Materia Medica of the New Mexican Pharmacopoeia.

Related entries: M. Ph. Materia Medica: part 1 - part 2 - part 3 - part 4 - part 5 - part 6 - part 7 - part 8 -
Related entries: M. Ph. Pharmaceutical preparations part 1 - part 2 - part 3 - part 4


The "Sociedad Farmaceutica de Mexico," published a national pharmacopoeia in 1874, and a second revised edition of this work appeared last year in the Spanish language under the title of "Nueva Farmacopea Mexicana de la Sociedad Farmaceutica de Mexico," the revision having been entrusted to a permanent commission consisting of Professors Alfonso Herrera, Francisco Gonzalez, Jose M. Laso de la Vega, Severiano Perez and Dr. Manuel S. Soriano.

It is a handsome octavo volume, the first 32 pages of which are occupied with a historical introduction and an explanation of the arrangement of the work. Then follow 16 pages of preliminary matter, containing various tables, the most important of which for our purpose are the tables of weights and measures.
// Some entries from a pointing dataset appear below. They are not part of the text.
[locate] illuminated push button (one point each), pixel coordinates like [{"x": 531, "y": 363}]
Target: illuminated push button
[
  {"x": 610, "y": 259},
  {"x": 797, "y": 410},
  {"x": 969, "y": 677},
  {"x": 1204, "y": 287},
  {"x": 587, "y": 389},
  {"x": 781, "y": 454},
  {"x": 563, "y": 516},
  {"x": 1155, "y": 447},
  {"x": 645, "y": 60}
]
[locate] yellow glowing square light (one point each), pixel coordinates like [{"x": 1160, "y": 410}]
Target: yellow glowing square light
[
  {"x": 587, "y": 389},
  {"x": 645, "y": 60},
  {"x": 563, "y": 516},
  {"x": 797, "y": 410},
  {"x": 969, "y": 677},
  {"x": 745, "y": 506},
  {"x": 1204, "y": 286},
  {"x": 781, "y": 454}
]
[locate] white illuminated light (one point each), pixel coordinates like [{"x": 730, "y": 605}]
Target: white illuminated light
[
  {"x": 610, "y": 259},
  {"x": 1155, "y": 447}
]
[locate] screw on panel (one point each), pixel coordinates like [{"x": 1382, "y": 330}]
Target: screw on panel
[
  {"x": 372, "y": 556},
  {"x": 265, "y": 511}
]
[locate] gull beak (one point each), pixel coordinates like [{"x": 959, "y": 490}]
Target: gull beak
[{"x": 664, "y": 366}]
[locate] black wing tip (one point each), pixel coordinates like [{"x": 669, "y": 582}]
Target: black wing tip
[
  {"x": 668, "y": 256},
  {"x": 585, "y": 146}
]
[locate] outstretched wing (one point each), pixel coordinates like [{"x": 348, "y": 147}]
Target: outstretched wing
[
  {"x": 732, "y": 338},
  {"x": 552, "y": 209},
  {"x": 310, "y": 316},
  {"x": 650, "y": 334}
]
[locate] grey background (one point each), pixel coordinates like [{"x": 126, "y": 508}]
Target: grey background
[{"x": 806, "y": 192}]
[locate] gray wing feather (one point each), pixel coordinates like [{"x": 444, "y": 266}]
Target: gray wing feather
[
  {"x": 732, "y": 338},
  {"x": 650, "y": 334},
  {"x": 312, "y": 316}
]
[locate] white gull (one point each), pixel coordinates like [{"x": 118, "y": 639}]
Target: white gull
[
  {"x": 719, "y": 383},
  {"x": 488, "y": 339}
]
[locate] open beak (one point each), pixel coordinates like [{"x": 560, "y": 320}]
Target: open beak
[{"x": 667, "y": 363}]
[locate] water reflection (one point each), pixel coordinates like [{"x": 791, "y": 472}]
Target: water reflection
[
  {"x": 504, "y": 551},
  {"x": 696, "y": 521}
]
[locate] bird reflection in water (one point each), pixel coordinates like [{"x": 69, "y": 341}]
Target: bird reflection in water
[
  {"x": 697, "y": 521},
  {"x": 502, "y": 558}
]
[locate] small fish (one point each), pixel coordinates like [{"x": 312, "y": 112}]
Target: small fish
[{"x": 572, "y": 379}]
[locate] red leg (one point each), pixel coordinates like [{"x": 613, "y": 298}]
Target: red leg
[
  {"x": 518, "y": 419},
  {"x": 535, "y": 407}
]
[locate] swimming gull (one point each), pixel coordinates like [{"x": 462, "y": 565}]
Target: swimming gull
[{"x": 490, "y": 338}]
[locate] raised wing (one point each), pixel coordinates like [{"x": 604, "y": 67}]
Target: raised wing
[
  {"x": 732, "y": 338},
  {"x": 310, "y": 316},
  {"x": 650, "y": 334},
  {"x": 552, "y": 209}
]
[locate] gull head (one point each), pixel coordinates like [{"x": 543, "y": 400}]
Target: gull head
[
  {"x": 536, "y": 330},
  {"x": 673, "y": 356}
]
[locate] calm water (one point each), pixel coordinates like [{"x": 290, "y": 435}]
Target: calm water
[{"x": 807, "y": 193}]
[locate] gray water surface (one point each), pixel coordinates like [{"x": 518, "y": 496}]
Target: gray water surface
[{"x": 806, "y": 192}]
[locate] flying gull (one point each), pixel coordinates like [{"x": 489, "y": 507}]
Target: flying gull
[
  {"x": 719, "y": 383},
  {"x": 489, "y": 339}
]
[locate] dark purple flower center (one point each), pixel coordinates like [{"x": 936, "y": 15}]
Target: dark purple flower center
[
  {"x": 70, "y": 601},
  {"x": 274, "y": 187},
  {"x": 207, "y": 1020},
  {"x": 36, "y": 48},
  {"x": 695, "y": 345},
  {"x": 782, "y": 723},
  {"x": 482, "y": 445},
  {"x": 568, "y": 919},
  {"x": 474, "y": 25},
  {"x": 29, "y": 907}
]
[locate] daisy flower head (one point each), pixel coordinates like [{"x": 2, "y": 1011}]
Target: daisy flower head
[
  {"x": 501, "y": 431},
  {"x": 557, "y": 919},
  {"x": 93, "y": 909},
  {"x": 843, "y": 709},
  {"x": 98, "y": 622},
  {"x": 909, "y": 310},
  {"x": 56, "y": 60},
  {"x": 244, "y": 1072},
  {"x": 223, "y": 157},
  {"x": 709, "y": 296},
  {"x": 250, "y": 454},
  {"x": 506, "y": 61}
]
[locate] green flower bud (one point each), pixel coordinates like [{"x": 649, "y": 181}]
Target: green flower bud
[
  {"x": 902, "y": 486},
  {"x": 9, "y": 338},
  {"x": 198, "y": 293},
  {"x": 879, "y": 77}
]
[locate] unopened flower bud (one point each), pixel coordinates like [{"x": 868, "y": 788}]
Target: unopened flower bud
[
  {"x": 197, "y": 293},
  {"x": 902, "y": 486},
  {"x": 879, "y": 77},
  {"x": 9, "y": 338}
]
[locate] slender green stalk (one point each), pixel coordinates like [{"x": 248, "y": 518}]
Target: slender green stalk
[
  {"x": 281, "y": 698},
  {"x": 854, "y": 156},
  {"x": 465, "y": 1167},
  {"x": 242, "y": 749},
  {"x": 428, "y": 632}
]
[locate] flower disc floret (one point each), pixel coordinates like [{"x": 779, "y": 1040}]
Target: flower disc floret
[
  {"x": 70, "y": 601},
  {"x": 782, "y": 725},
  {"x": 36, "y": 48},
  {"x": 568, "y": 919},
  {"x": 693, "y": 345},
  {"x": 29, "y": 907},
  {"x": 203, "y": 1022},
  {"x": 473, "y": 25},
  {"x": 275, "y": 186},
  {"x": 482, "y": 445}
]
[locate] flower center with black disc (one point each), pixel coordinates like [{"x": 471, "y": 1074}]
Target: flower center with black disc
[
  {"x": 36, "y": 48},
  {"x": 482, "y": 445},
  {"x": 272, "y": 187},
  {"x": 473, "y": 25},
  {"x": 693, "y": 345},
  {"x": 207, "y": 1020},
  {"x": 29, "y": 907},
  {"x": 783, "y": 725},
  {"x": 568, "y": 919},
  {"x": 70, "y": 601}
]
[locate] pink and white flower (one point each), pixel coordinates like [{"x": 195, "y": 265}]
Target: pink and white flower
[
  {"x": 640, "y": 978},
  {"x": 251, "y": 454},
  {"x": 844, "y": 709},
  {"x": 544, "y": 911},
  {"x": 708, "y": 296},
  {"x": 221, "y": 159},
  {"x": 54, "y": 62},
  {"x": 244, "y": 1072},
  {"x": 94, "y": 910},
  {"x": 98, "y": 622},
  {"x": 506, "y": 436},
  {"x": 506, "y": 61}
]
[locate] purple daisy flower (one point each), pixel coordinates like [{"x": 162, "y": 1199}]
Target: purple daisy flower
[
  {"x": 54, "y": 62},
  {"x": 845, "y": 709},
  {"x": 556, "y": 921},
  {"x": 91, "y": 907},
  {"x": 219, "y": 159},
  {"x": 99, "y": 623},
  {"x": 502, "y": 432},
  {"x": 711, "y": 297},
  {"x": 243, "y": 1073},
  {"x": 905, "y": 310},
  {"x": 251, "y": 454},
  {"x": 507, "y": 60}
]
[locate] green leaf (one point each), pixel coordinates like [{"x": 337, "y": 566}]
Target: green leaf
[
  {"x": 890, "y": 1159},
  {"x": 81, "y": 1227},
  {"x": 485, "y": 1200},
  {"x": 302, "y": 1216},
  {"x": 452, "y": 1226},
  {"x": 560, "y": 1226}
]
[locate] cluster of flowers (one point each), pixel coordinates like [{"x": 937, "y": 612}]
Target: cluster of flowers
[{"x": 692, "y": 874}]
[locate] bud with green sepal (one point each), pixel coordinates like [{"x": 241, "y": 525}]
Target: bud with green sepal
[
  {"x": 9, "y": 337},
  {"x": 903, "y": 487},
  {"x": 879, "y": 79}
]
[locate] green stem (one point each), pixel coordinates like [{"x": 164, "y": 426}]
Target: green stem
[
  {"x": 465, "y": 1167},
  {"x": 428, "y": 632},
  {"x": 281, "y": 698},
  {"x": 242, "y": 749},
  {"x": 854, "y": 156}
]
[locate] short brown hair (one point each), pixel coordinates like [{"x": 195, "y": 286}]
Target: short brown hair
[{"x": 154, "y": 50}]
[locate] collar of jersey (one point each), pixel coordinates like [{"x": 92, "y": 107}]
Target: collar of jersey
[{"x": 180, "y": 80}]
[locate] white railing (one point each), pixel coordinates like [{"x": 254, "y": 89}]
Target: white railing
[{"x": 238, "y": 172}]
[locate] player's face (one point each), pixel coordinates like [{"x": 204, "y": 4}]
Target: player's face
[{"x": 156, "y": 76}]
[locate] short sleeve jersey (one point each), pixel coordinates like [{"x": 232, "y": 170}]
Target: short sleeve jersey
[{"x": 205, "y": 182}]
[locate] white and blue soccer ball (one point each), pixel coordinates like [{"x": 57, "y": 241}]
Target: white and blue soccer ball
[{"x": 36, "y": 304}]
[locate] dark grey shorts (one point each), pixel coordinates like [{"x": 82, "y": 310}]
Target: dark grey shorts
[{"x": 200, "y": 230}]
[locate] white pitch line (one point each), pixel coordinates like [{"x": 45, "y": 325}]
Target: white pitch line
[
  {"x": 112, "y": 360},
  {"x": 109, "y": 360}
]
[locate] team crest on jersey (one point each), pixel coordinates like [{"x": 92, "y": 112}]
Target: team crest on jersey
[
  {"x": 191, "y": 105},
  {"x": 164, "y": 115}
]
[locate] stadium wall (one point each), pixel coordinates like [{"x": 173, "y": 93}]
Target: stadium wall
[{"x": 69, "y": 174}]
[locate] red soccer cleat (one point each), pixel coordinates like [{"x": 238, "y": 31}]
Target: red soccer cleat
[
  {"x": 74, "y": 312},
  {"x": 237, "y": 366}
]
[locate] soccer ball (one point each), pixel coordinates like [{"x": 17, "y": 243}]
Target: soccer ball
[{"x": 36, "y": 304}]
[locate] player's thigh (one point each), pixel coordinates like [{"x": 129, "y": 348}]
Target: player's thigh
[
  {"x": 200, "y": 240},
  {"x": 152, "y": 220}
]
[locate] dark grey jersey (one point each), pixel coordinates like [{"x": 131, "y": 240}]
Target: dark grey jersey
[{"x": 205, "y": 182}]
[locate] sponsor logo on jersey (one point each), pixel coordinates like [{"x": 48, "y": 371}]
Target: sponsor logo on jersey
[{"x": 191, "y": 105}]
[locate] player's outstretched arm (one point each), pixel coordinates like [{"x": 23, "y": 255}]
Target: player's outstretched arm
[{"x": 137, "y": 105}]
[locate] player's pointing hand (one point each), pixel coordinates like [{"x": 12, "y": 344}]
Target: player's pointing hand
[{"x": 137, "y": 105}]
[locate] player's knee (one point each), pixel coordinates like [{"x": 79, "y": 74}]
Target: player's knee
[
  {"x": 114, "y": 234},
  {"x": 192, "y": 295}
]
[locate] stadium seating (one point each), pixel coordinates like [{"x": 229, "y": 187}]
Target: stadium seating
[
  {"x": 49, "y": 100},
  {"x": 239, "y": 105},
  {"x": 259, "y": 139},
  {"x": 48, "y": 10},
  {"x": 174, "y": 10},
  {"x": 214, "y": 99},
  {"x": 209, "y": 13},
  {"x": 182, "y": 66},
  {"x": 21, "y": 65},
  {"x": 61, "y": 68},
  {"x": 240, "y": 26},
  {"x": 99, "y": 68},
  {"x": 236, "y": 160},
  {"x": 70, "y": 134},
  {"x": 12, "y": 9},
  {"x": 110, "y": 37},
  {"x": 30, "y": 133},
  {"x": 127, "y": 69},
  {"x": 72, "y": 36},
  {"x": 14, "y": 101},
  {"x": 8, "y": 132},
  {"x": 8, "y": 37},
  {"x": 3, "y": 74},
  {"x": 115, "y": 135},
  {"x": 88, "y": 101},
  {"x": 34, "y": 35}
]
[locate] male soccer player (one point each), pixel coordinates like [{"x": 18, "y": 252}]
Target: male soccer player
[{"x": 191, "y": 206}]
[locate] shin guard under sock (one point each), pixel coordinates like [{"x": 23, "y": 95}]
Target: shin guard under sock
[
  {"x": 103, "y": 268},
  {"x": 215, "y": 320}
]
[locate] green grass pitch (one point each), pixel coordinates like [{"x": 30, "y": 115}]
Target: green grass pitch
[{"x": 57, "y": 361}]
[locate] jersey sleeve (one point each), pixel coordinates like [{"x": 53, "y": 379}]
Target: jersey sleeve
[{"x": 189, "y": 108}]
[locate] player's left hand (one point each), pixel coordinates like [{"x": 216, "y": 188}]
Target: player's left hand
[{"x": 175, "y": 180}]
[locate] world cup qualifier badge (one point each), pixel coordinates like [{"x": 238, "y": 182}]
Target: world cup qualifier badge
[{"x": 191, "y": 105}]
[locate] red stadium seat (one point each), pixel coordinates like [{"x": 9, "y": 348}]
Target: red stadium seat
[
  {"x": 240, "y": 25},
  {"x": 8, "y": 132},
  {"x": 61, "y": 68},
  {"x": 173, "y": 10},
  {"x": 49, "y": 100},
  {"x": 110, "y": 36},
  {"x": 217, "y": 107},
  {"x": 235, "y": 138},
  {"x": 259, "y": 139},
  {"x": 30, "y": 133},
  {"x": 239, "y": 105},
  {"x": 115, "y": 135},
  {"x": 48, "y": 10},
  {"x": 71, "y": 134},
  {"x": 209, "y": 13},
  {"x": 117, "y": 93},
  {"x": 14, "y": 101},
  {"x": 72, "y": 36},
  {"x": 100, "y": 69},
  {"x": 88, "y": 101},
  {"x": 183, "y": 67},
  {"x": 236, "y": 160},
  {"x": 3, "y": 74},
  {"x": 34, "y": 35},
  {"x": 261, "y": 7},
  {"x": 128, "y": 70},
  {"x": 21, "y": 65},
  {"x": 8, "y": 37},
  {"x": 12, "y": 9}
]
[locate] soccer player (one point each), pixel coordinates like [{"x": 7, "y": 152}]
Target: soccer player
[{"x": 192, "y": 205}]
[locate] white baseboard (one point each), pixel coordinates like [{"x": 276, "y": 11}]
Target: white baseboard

All pharmaceutical preparations being made by weight, a comparison of the medicinal weights will serve to show the great difference between the values attached to the same signs used in prescriptions in Mexico and in the United States.

Mexican weights.
lb i = ℥ xvi = gr. 9216 = gm. 460.24
℥ i = ʒ viii = gr. 576 = gm. 28.76
ʒ i = ℈ iii = gr. 72 = gm. 3.60
℈ i = gr. 24 = gm. 1.20
gr. i = gm. 0.05
United States weights.
lb i = ℥ xii = gr. 5760 = gm. 373.24
℥ i = ʒ viii = gr. 480 = gm. 31.10
ʒ i = ℈ iii = gr. 60 = gm. 3.89
℈ i = gr. 20 = gm. 1.30
gr. i = gm. 0.065

The Mexican measure of capacity, the cuartillo, is nearly 4 per cent. smaller than the American pint, the former being 456.00 cc., the latter 473.18 cc. The cuartillo, like the American pint, is subdivided into 16 fluidounces (onzas medidas), the American fluidounce (29.57 cc.) being about 1 cc. larger than the Mexican onza medida (28.50 cc.); the latter is further subdivided into 8 fluidrachms, and these into 3 fluid scruples.

The second part treats, upon 94 pages, upon the crude drugs derived from the vegetable, animal and mineral kingdoms; and this is followed by the pharmacopoeia proper (Farmacopea propriamente dicha), which is divided into two parts, the chemical products (112 pages) and the pharmaceutical preparations (96 pages), with 3 pages of supplement and appendix. The index alone covers 72 pages, and is divided into six separate parts, the Spanish, French, English, Mexican (and several other idioms) and Latin references, and an index of authors mentioned in the work. A lengthy list of typographical corrections, covering more than four pages, completes the book.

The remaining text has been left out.